Of the vast majority of apartments for purchase in New York City, at least 80% are in cooperative buildings. Other areas like Queens, Brooklyn and Long Island also have cooperative apartments for purchase. One advantage of purchasing a cooperative unit versus a condominium unit is that the majority of the time, you’ll be able get more square-footage space for the price paid. After the purchase of a cooperative apartment or residential unit, you own shares within a not-for-profit Cooperative Housing Corporation and receive a proprietary lease, which gives you the right to lease space in the building.
Cooperative shareholders pay a monthly or quarterly maintenance fee, to cover the building expenses. The maintenance fee covers such items as: a) mortgage and property taxes, b) utilities, c) master insurance policy – this may just cover damage to the building not what’s inside each residential unit (confirm with the association bylaws) and d) staff salaries such as security. Note: Portions of these maintenance fees are deductible due to the buildings underlying mortgage interest and the owner’s proportionate share of the buildings property taxes. Consult your C.P.A. to learn more about Federal tax deductions.
As a general rule, your total annual housing costs (mortgage interest, cooperative maintenance fees, secondary residences and any other mortgages which your name appears) shouldn’t exceed 25-30% of your gross reported income. Your total debt shouldn’t exceed 35-40%.
Prospective or potential purchasers/buyers need to prepare a detailed “Board Package” containing: a) thorough application, b) specific financial information with statements as back-up’s, c) personal and professional letters of recommendation, d) a letter of employment stating job function/title, salary and length of employment and e) mortgage information – if financing is involved.
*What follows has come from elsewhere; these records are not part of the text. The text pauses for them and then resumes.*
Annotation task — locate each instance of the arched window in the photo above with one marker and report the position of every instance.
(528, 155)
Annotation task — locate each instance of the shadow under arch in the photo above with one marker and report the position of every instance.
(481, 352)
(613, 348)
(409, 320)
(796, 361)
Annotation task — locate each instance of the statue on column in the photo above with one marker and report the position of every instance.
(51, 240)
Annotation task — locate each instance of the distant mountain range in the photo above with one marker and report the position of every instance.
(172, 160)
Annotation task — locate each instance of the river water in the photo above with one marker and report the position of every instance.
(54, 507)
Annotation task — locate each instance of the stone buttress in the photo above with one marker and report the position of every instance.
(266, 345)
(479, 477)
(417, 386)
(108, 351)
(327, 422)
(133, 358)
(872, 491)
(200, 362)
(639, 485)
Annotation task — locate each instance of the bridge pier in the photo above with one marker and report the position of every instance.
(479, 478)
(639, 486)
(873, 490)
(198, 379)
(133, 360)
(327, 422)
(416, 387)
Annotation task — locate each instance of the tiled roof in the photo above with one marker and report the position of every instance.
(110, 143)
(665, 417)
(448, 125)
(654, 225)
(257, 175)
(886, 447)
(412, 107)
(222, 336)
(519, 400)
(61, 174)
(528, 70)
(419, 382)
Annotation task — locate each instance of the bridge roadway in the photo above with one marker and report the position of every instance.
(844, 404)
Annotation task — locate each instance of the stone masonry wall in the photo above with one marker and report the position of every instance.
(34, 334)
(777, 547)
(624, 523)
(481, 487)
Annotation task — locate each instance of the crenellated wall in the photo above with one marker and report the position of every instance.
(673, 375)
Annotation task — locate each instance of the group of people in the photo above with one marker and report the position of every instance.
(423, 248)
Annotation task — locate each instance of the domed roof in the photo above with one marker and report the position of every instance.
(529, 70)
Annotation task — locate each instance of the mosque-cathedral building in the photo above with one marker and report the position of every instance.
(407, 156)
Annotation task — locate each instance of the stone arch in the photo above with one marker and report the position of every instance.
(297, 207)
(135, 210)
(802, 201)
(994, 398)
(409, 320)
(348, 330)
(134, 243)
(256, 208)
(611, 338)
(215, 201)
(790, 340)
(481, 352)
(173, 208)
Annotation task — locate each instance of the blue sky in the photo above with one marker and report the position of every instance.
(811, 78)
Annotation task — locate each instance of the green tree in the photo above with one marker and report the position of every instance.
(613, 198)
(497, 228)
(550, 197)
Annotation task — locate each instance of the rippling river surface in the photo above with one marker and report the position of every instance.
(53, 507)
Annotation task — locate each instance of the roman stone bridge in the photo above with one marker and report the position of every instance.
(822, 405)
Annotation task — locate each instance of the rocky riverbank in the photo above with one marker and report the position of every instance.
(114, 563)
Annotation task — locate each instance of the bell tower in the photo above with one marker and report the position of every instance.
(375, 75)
Note: Applicable processing fees need to be rendered before the Board of Directors will review the “Board Package”
After review (generally up to 30 days), the Board of Directors will determine if an applicant qualifies for an interview. All prospective purchases must interview with the Board of Directors and be approved before any sale can be completed.
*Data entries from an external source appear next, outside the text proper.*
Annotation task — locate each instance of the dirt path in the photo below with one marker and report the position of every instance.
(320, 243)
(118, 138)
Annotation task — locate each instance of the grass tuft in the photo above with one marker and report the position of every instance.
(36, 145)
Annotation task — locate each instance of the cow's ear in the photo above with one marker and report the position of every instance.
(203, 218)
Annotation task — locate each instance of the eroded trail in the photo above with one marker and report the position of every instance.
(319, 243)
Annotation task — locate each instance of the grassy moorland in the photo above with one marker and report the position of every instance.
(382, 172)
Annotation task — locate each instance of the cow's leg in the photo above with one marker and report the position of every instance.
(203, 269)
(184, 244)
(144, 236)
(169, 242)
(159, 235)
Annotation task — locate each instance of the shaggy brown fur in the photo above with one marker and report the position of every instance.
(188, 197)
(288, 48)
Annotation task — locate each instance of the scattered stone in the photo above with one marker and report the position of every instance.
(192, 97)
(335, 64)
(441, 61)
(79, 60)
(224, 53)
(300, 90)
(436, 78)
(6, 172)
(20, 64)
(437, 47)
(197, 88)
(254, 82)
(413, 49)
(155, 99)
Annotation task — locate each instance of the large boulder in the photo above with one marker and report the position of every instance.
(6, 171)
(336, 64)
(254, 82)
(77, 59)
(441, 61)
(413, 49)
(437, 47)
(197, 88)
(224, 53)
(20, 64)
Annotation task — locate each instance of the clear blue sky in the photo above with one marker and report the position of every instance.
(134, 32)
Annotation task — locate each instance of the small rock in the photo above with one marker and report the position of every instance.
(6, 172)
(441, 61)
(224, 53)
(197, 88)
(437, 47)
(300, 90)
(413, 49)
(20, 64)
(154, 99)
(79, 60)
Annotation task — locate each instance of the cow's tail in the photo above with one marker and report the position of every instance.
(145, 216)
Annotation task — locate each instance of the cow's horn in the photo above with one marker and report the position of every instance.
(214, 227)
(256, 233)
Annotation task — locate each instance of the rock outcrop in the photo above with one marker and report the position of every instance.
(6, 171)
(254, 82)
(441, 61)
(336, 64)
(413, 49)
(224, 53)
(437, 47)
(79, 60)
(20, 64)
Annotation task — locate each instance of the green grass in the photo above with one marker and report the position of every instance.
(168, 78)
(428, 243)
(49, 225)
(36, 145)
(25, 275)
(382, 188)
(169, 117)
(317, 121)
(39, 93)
A cooperative Board of Directors are bound by federal fair housing laws and cannot discriminate against purchases because of race, religion, sex, nationality but they can choose prospective purchasers based on financial resources and criminal background. They also have the power to determine the rules of the building and admission standards. Standards such as: a) the amount of financing allowed, b) pied a terre policy – part time or temporary residential use, c) guarantors, d) co-purchasing and e) parents purchasing for their children, etc. All standards should be verified with the building management company.
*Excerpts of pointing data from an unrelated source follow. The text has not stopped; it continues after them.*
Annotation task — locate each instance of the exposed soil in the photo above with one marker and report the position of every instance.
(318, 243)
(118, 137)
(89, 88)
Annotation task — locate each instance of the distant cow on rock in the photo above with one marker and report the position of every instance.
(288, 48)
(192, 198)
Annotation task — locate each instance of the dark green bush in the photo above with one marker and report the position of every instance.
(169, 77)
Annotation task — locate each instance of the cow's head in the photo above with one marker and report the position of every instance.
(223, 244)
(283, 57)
Subleasing a cooperative depends on each individual building sublet policy – generally this is restricted or limited. As with standards, the policy should be verified with the building management company.
The co-op board can reject an applicant without a specific reason.
Popular alternatives to cooperatives are condominiums since they have much less restrictions of ownership. In contrast to a cooperative, a condominium is considered real estate or “real” property. A purchaser receives/owns a deed – fee simple ownership, just as though he or she were purchasing a house. The purchaser then owns an undivided share of common areas used by residents such as recreation areas and parking lots. Each individual apartment within a condominium is considered as separate entities and each individual owner is taxed separately – all that is 100% tax deductible. As with cooperatives, a monthly or quarterly maintenance fee is accessed but may vary, depending on what the fee covers – all that is not tax deductible.
There are certain benefits or advantages in purchasing a condominium such as: a) more flexibility to sublet, b) less restricted building rules, c) generally, they don’t require a board review, d) use of the space for business purposes, e) less of a down payment – traditionally 10% and f) your finances are less likely to be investigated or scrutinized.
A disadvantage in purchasing a condominium is that a residential unit usually costs more to purchase than cooperatives due to the fact of the limited number of residential units and purchase flexibility. Generally, the closing costs are also higher for condominium purchases but you have the ability to close the deal faster.
Cond-op refers to a residential cooperative where the ground floor is generally used as commercial space – that in itself a condominium unit. Just this space is considered a condominium unit while rest of the building is a cooperative. Note: The cooperative cannot receive an income benefit from this condominium unit space.
Most cond-ops operate with less restrictive building rules similar to a condominium building – usually they don’t require a board of directors review. As taxes are concerned, cond-ops are classified as cooperatives in that you receive and monthly or quarterly maintenance fee bill in which only portions are tax deductible.
Similar to condominiums, you own real estate or “real property”. The purchaser receives/owns a deed or title – fee simple ownership. The owner will receive an individual tax bill and is solely responsible for all costs of the upkeep of the home and land. (i.e. painting, roof repair, shoveling walks, trimming shrubs, etc.)